Having found that there was no valid contract to transfer the suit land to the appellant it follows that the cause of action occurred in 1979 when the alleged transfer took place. This suit was instituted on 7th January 1997, some fifteen (15) years after the respondent parted with his 3 acres to the appellant, clearly outside the period of limitation for recovery of land. The respondent, accordingly, was barred from instituting the suit.
The role of Katheri Farmers Co. Ltd was limited only to facilitation of the acquisition of Kisima farm. The ultimate agreement whether to exchange the land and the shares remained firmly with the parties herein. Katheri Farmers Co. Ltd cannot be held responsible for the failure to acquire Kisima farm as the same was due to the change of mind of the owner(s) of Kisima farm.

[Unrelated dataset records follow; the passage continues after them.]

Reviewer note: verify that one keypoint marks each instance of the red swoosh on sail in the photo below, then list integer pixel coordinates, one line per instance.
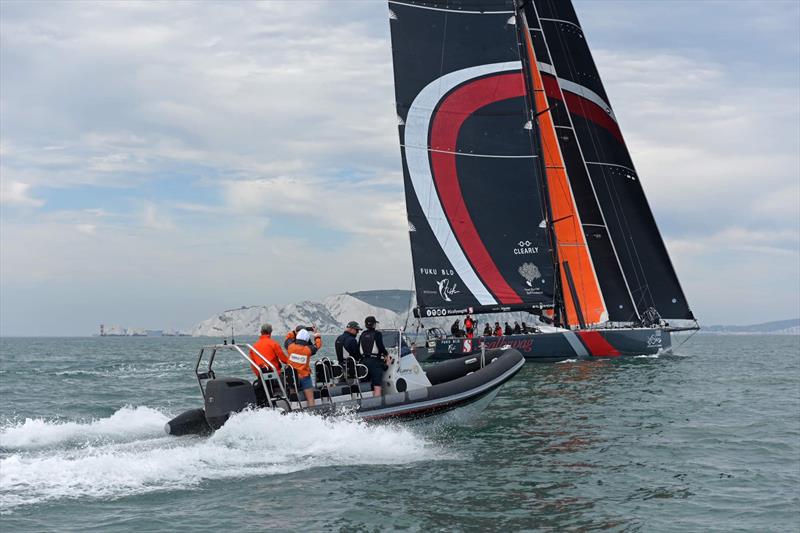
(452, 112)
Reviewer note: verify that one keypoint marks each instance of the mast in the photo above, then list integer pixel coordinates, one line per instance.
(560, 311)
(584, 302)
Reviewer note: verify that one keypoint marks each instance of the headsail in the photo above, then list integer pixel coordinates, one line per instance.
(628, 253)
(476, 216)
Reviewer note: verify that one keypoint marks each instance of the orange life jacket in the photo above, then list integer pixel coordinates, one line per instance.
(272, 352)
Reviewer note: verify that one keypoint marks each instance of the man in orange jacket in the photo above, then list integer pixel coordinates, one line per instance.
(300, 350)
(269, 349)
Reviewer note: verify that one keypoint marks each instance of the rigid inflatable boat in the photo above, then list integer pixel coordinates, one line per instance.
(464, 384)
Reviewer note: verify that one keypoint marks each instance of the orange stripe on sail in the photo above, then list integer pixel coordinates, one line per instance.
(569, 236)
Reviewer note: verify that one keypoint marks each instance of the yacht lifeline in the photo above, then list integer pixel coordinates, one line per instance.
(520, 191)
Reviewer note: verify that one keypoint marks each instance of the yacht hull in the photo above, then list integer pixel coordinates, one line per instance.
(559, 345)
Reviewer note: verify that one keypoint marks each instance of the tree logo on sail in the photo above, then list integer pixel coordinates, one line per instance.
(530, 272)
(445, 290)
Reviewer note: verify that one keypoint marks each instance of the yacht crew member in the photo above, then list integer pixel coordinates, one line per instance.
(269, 349)
(300, 350)
(347, 342)
(374, 353)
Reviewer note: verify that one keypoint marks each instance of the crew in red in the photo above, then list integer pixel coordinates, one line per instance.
(269, 349)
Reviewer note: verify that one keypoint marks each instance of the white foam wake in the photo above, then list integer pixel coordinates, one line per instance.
(251, 444)
(126, 424)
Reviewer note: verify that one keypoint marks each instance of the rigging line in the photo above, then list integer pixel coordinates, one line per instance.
(468, 12)
(528, 156)
(629, 169)
(562, 21)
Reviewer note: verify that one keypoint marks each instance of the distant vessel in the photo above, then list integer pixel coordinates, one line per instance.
(520, 191)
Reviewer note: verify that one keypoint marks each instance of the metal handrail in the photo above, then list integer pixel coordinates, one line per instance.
(237, 348)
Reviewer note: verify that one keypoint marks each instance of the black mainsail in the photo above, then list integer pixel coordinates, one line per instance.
(475, 208)
(629, 256)
(520, 191)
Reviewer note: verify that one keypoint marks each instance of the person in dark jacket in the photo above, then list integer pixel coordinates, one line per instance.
(347, 342)
(374, 353)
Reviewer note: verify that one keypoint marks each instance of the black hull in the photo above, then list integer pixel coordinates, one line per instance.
(560, 345)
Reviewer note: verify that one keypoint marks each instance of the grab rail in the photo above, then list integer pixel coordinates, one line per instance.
(209, 374)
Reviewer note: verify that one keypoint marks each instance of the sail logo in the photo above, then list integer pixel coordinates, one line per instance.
(445, 290)
(530, 272)
(525, 248)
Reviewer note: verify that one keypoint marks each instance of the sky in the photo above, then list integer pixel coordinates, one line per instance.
(161, 162)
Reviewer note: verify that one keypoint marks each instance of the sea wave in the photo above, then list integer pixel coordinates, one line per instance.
(252, 443)
(125, 424)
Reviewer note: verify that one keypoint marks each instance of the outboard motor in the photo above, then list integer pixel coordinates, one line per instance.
(225, 396)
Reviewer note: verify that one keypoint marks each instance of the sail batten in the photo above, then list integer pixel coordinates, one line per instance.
(633, 265)
(520, 191)
(470, 180)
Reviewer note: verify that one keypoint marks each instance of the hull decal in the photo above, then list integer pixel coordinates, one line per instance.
(575, 343)
(597, 344)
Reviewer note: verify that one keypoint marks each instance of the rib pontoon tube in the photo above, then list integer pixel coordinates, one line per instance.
(409, 391)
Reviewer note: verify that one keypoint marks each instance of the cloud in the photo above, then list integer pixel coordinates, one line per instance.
(189, 157)
(354, 208)
(17, 193)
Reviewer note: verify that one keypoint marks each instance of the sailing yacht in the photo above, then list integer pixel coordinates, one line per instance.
(521, 194)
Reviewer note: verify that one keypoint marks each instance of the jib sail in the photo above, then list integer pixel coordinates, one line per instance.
(479, 238)
(628, 253)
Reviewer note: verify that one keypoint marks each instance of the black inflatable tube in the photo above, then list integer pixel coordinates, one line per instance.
(456, 368)
(502, 363)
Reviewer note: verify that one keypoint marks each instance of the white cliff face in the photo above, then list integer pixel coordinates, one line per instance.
(330, 316)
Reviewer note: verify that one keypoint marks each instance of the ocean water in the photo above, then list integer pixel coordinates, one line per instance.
(707, 439)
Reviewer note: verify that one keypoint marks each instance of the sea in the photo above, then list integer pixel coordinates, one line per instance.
(707, 439)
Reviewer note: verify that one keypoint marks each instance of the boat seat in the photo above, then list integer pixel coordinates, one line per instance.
(417, 394)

Finally, there is no dispute that the suit land is agricultural land situated within a land control area. By dint of section 6(1) (a) of the Land Control Act the parties ought to have obtained a consent from the land control board of the area. Section 6(1) (a) of the Land Control Act provides:-
“6. (1) Each of the following transactions –
(a)The sale, transfer, lease, mortgage, exchange, partition or other disposal of or dealing with any agricultural land which is situated within a land control area:
(b)………………………………………………………………..
(c)The issue, sale, transfer, mortgage or any other disposal of or dealing with any shares in private company or co-operative society which for the time being owns agricultural land situated within a land control area,
Is void for all purposes unless the land control board for the land control area or division in which the land is satiated has given its consent in respect of that transaction in accordance with this Act”(emphasis supplied).
There is no doubt that the requisite consent was not obtained from the relevant board.
For that reason alone the transaction was void. In such a case section 7 of the Land Control Act provides that if any money or valuable consideration has been paid, the same is recoverable as a debt by the person from whom it was passed to the recipient subject to section 22 of that Act. Section 22 makes it a criminal offence for any person who receives the money or enters into or remains in possession of land the subject of a void contract. Recovery of the consideration provided for under section 7 of the Land Control Act must be done within the period limited by the statute.
For all the reasons stated in this judgment I find that the trial court fell into grave error of law and fact by awarding three (3) acres from PLOT NO. 1160 KATHERI to the respondent. The appeal is allowed and the judgment of the trial court set aside.
I award costs of this appeal and in the lower court the appellant.
Dated and delivered at Meru this 29th . day of April 2008.